Simplify hybrid data integration at an enterprise scale. Integrate all your d...
 

Analysis of data science software 2020

  • 1. Analysis of Data Science Software 2020
  • 2. Analysis of Data Science Software, 2020
  • 3. Goal of the Analysis The goal was to identify the closest competitors, functionally speaking, in the data science software industry. Our hypothesis, was that text analysis and novel nearest neighbor algorithms could distill text based reports into a useful summary visualization of the products in the space.
  • 4. Step 1: Text analysis, Data Transformation: Two related reports covering the range of product capabilities across four use cases were used for source data. Source report content was converted to numeric representations of the text. A matrix was populated with quantitative values ranging from 1 to 5.
  • 5. Scope Adjustment The source reports did not provide full breakdown of sub dimensions within the four use cases. As a result, many fields in the matrix had missing values. The estimated completion time for a full analysis on all four use cases exceeded cost benefit metrics. The goal was narrowed to focus on the first use case, which had four sub dimensions: access, preparation, exploration, and automation.
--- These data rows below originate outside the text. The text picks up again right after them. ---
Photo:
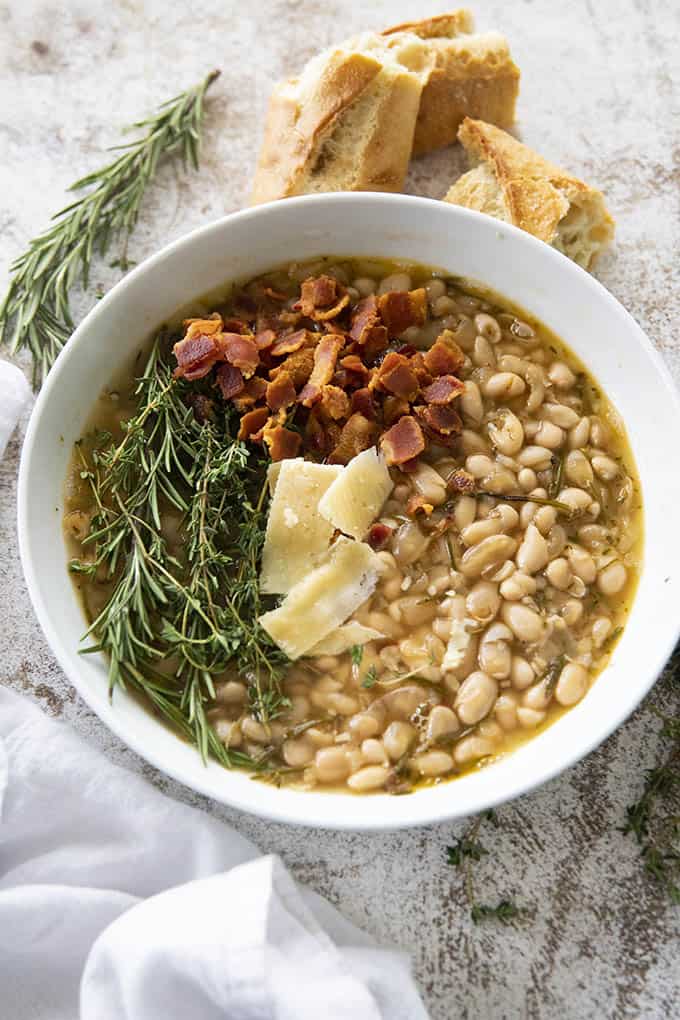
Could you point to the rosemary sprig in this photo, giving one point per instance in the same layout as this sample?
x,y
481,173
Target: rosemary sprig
x,y
37,301
196,607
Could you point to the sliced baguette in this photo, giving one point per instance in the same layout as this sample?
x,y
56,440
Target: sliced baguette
x,y
347,123
514,184
473,74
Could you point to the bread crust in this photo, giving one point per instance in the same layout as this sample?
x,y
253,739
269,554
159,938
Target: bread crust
x,y
473,75
294,130
526,190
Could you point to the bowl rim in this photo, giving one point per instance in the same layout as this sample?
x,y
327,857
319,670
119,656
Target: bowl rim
x,y
430,813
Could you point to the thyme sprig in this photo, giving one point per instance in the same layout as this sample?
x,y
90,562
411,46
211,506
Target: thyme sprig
x,y
466,851
187,609
38,299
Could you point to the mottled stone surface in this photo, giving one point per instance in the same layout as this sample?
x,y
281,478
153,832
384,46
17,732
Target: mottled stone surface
x,y
599,93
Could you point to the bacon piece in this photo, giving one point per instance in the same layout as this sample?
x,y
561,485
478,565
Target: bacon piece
x,y
229,380
334,403
443,390
282,443
264,339
253,392
196,355
353,364
461,480
207,327
293,342
280,392
298,365
321,298
378,536
252,422
362,401
441,419
401,309
325,356
445,356
397,376
395,408
403,442
240,351
418,504
357,435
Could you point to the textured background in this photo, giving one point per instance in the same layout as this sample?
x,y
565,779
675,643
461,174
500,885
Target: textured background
x,y
599,93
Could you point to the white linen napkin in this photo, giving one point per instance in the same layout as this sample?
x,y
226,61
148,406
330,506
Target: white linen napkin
x,y
154,909
14,394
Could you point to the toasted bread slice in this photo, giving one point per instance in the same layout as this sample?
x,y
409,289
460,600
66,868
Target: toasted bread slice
x,y
513,183
473,75
347,123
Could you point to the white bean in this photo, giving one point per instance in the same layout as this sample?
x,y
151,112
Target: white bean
x,y
612,577
572,684
371,777
525,623
475,698
504,386
532,554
  • 6. Step 2: Imputing Values and Adjusting Imputed Values A value of [3] was set as the estimate for all missing values. Scores for each sub dimension were averaged into a total for the use case. Result totals in the cqtinf model score table came close to the source report result totals for the use case. Minor adjustments to sub dimension values brought 12 of the 16 product scores into very close alignment with the source scores, without concern of overfitting. Alteryx [AYX] was chosen as the fixed variable for further analysis.
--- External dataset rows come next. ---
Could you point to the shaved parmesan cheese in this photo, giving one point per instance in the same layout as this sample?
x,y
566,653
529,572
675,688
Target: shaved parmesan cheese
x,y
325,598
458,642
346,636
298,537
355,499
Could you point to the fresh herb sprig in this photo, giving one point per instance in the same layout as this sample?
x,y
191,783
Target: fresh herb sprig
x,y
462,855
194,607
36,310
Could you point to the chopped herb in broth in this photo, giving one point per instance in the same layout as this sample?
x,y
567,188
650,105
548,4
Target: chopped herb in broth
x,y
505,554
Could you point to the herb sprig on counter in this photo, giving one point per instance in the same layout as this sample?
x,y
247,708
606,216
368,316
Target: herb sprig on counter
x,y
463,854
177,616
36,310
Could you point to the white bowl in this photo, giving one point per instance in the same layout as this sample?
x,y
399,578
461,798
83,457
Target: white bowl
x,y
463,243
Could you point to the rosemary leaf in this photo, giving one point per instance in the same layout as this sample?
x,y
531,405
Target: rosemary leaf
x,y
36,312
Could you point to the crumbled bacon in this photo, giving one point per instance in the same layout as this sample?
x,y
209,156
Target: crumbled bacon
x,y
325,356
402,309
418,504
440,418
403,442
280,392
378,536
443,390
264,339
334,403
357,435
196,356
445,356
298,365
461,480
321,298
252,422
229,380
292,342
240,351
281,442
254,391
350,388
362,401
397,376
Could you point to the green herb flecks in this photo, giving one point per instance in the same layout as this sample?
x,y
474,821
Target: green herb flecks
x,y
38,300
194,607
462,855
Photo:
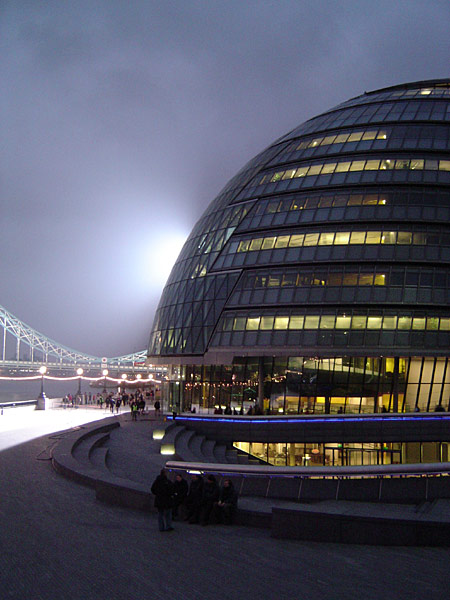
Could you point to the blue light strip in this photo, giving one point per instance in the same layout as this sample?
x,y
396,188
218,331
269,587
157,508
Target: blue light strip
x,y
313,419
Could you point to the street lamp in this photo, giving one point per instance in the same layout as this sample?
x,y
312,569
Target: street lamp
x,y
104,373
40,404
79,373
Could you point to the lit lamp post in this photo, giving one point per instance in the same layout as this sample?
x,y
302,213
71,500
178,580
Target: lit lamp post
x,y
104,373
79,373
40,404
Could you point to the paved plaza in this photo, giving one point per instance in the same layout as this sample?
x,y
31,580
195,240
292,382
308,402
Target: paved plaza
x,y
58,542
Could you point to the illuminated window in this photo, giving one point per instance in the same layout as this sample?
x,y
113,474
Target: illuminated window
x,y
374,322
357,165
328,168
311,322
444,324
357,237
326,239
268,243
282,241
239,324
296,322
380,279
432,323
359,322
244,246
255,244
373,237
419,323
296,240
281,323
404,323
327,322
389,322
366,279
253,323
343,167
343,322
266,323
341,238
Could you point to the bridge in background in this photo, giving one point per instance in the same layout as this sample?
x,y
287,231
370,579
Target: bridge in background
x,y
24,350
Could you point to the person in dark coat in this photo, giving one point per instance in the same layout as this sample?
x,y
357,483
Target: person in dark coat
x,y
163,490
209,496
225,507
180,487
194,499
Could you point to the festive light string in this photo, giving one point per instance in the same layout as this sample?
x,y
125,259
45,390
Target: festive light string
x,y
77,377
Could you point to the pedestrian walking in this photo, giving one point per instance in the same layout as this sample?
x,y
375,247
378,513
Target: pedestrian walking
x,y
163,490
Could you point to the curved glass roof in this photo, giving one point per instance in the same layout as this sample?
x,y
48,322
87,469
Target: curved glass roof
x,y
344,222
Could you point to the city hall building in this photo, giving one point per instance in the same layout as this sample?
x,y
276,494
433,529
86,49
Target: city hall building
x,y
317,281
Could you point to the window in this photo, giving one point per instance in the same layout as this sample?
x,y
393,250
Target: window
x,y
281,322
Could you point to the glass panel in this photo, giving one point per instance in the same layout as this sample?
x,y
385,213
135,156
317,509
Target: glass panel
x,y
281,322
404,237
419,323
296,322
369,135
366,279
311,322
239,324
326,239
311,239
327,322
282,241
390,323
253,323
328,168
433,323
244,246
373,237
255,244
296,240
357,237
357,165
343,322
380,279
404,323
444,324
314,169
341,238
374,322
268,243
343,167
266,323
389,237
359,322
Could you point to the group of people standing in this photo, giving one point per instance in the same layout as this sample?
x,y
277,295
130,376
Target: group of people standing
x,y
203,501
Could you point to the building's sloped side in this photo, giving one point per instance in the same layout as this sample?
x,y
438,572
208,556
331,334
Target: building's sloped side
x,y
335,240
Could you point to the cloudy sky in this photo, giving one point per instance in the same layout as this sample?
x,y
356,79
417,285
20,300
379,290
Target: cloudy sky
x,y
122,119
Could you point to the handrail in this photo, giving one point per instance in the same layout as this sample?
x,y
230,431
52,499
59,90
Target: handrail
x,y
307,472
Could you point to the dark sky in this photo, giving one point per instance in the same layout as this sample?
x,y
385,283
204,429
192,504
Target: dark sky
x,y
122,120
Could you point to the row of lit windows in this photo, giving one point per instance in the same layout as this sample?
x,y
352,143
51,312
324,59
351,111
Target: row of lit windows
x,y
357,165
352,277
375,112
331,238
270,322
342,138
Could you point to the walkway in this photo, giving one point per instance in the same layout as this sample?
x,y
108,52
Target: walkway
x,y
59,544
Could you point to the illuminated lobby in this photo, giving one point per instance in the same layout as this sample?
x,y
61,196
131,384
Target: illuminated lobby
x,y
316,286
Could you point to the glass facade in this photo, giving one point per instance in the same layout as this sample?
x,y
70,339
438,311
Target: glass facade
x,y
318,280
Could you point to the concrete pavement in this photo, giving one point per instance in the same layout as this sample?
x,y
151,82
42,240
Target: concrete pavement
x,y
57,542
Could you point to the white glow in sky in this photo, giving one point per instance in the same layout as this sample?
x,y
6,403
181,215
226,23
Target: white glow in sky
x,y
162,255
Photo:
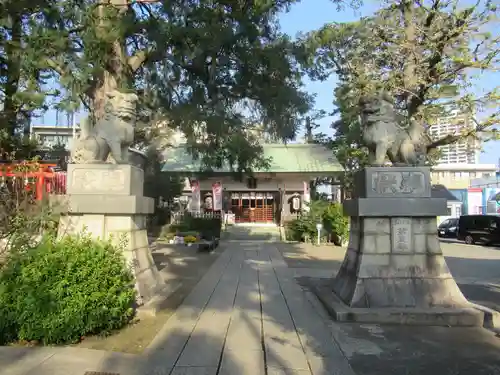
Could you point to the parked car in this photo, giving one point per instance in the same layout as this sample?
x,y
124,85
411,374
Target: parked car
x,y
448,228
479,228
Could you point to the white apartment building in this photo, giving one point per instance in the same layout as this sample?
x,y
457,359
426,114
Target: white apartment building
x,y
460,176
465,151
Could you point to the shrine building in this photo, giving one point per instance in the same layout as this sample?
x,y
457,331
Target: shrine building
x,y
273,195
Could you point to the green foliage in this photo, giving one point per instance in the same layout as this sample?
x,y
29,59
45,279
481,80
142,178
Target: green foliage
x,y
21,67
199,66
335,224
59,291
425,54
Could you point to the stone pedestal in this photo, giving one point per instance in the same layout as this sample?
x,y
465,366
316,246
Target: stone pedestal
x,y
106,201
394,270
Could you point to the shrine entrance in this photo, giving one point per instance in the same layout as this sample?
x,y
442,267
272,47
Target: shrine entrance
x,y
254,207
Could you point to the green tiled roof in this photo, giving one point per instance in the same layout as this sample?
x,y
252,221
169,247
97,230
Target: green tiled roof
x,y
308,158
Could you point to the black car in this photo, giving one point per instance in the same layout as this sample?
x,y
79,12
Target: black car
x,y
479,228
448,228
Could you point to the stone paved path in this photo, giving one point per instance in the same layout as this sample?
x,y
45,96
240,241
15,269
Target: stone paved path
x,y
247,316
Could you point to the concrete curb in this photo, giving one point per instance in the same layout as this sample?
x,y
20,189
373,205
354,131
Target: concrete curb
x,y
491,317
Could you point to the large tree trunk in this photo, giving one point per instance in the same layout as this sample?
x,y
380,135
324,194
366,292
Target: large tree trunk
x,y
9,114
117,74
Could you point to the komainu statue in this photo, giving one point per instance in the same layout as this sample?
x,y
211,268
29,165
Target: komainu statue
x,y
386,138
112,134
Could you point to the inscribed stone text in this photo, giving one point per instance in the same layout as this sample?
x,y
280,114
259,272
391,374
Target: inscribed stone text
x,y
401,234
98,180
389,182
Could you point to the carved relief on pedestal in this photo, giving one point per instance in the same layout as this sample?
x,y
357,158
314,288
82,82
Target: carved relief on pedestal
x,y
401,235
398,182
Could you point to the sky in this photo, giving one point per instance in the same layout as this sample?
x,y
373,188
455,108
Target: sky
x,y
309,15
305,16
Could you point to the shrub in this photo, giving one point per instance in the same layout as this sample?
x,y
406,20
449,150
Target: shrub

  • 7. Step 3: Analysis Model Outputs The cqtinf model provided two outputs: 1] a short list of AYX closest competitors, based on the number of times a competitor is within range, where frequency represents closeness: 2] an input for a complex topological / nearest neighbor data analysis, based on actual distance measures of competitors. Dataiku Datawatch TIBCO SAS VDMML KNIME 4 3.3 3.3 3 3
  • 8. Step 4: Nearest Neighbor Conversion To perform this nearest neighbor analysis, the matrix score values had to be transformed into [x, y] grid coordinates which could be plotted on a graph. cqtinf heuristics provided the conversion. Once the modeling was completed, the full set of DSML software products could be positioned on a grid, for summary visualization.
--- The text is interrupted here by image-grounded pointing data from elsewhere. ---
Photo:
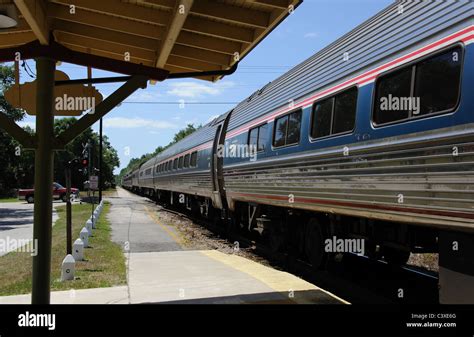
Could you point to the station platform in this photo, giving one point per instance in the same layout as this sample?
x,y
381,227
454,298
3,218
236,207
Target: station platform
x,y
161,270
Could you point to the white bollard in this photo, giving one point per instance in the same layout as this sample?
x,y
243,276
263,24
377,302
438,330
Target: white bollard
x,y
68,268
89,226
84,235
78,250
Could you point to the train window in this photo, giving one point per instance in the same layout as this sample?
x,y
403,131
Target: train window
x,y
391,87
334,115
194,159
262,137
258,137
294,128
186,160
426,87
287,129
321,125
253,137
437,82
345,107
281,125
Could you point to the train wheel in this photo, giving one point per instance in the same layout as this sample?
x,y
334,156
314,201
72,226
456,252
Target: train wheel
x,y
395,256
314,244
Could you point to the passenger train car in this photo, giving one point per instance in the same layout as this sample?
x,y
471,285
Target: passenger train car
x,y
372,137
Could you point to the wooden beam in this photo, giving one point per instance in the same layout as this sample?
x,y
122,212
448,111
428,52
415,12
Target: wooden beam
x,y
201,55
124,10
194,65
165,4
15,39
57,11
105,35
141,55
34,13
180,14
14,130
233,14
278,4
108,54
195,24
22,26
175,70
208,43
58,52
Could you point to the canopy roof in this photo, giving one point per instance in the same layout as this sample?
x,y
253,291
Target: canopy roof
x,y
175,35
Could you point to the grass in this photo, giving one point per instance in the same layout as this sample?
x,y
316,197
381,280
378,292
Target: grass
x,y
104,265
110,192
9,200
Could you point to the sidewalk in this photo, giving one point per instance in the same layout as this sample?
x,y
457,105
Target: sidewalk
x,y
195,277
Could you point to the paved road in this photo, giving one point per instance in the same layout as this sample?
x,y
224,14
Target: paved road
x,y
134,227
16,223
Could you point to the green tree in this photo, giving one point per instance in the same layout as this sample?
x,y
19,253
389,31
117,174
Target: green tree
x,y
11,153
17,164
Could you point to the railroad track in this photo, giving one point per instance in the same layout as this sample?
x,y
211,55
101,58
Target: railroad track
x,y
357,279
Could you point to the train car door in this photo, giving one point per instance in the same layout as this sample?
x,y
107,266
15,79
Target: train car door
x,y
219,199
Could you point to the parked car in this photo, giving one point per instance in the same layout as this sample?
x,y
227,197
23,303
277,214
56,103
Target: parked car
x,y
59,193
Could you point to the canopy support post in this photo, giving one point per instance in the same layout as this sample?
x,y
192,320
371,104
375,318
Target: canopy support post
x,y
43,198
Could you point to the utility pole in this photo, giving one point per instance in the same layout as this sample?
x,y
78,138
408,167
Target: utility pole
x,y
100,161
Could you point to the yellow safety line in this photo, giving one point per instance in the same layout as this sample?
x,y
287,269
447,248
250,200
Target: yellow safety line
x,y
276,280
175,237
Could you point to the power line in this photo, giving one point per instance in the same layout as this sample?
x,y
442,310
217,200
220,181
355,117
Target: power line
x,y
184,102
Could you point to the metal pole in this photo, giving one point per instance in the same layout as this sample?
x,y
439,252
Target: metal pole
x,y
44,158
100,161
68,210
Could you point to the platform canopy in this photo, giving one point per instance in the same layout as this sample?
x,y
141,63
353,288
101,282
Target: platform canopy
x,y
179,36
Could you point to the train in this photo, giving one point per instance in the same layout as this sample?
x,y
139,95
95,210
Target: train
x,y
370,138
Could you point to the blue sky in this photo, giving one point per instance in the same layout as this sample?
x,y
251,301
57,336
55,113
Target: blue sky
x,y
143,127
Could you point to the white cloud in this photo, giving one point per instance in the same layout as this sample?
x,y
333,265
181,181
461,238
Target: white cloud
x,y
212,118
311,35
194,89
132,123
144,95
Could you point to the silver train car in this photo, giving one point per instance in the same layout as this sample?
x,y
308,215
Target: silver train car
x,y
370,138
  • 9. Step 5: Selection of Graphic Style Four dimensions were required, and a layout that would support a simple representation where product nodes could straddle two dimensions without any crisscrossing of relationships, was designed from scratch.
  • 10. Comparing two Model Outputs: The resulting TDA map varied slightly from the simpler frequency table. Dataiku, #1 in the frequency table, fell just outside the map inclusion criteria. Expanding the cqtinf model’s ‘top 5’ constraint from 5 to 6 would result in Dataiku being on the map. According to the map, Rapidminer appears to be within shortlist distance of AYX, which is inconsistent with other arguments. The cqtinf node positioning heuristic delivers maps quickly, and in theory these visualizations are explicatory. Spending more time on additional calculations may repair this ‘problem,’ but since the model is transparent, analysts can explain strengths or weaknesses in the underlying data, and the positioning algorithm, and we can accept that if some outputs of the model are not perfect, they are still useful.